The View From The East

By DAOUD KUTTAB

((October 1) - Hello, this is Mr. Olmert," said the voice on the other end of the telephone.

The Israeli mayor of Jerusalem was calling my colleague, Ayman Bardawil, to inquire about the difficulty he was having getting a pass to the airport.

Ayman, the director of Al Quds Educational Television, was invited to a conference in Barcelona that dealt with Euro-Mediterranean cultural cooperation. Aliza, the wife of the right-wing Israeli mayor, who was invited to the same conference, had been approached to intervene on Ayman's behalf to ensure his safe passage to the conference.

Ayman, an architect by education and now an animator and television administrator, was rather surprised by the call from the high-profile politician.

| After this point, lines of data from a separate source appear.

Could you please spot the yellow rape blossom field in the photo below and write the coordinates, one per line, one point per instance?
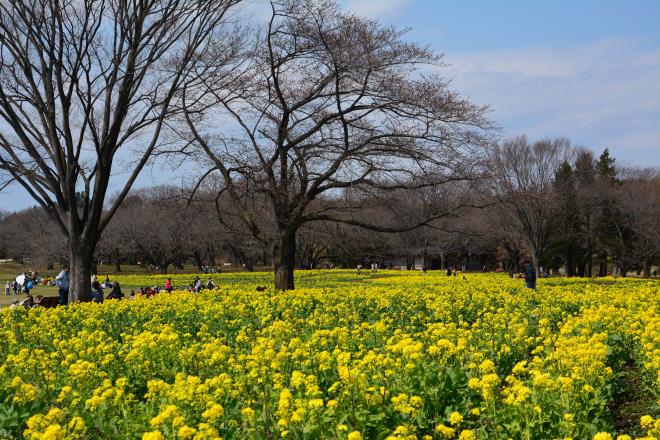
(386, 356)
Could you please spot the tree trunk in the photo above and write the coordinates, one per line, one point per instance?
(284, 257)
(536, 261)
(80, 273)
(117, 261)
(646, 271)
(199, 260)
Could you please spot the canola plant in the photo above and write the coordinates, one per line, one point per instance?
(373, 356)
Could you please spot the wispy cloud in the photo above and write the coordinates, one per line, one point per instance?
(604, 94)
(375, 8)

A day earlier he had gone to the Israeli Liaison office outside Ramallah with his airplane ticket, his regular pass to enter Israel and conference invitation in order to get the additional permit to allow him to pass through the airport passport control.

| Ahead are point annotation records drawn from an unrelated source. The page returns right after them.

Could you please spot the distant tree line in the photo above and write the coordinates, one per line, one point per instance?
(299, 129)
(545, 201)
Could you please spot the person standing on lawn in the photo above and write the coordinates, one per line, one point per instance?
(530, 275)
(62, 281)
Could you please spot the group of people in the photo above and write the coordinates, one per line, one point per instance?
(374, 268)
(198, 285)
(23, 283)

This was not his first time traveling. But this time the Israelis refused to grant the airport pass, saying that by the time he is scheduled to be in the airport a hermetic closure order will be in effect.

An Israeli official whom Ayman had called earlier could not help, saying that the decision was made by the security people and he couldn't help. In other words, his entry to an Israeli airport at such a time would be a grave danger to the security of the state of Israel and therefore the routine airport pass was denied.

Ayman stressed that he had reserved a seat and bought a ticket, but the Israeli security person said he was helpless.

The Israeli mayor, who had received a call from his embarrassed wife in Barcelona, was quickly able to make mountains move.

Shortly after the courtesy call from Ehud Olmert, another official called Ayman to get his details. Moments later another Israeli voice was on the phone politely assuring Ayman that his permit will soon be ready.

Sure enough, 20 minutes after the intervention of the Israeli official, his travel was no longer a security threat, the computers suddenly were working, vacationed staff suddenly reappeared and were able to type and approve the needed permit.

After receiving his permit, as he was packing his bags, Ayman received one more call from Ehud Olmert. "Is everything okay? Do you need help getting to the airport?" he was asked.

A taxi from Jerusalem was waiting and Ayman didn't need any more Israeli help. "Be sure to give my regards to Aliza," the Israeli mayor told his newfound Palestinian friend.

In Barcelona, the conference was upbeat. An Israeli television producer talked about dialogue. Addressing the Palestinians on the panel she called for cooperation and exchange of visits.

Ayman couldn't control himself. He had been feeling guilty about having this privilege to travel while the rest of Palestinians were under lock and key in a big prison.

He asked to speak and chided the Israeli speaker for being so oblivious to the situation in Palestine. He explained how he was able to come to the conference.

"How many Palestinians can count on the wife of an Israeli official to obtain their freedom to travel?" he asked. "Right now more than 2 million Palestinians are unable to travel from the West Bank to Gaza. They can't use the airport and entry to Jerusalem or Israel is strictly forbidden. If you are sincere about your call for dialogue, your effort should be focused on ensuring the freedom of movement for all Palestinians," he told the Israeli panelist.

As Yasser Arafat, Binyamin Netanyahu and Bill Clinton continued to talk about the stalled peace process, the day-today problems of Palestinians seemed as far from the discussion as Washington is from the region.

Whenever Ayman is invited to a conference that requires travel he gets agitated over expected problems, and I am always encouraging him to travel, because I know how badly he needs some fresh air.

After telling me his story, he asked me a simple question: "When will I be able to travel without permits, passes or the intervention of high powered politicians."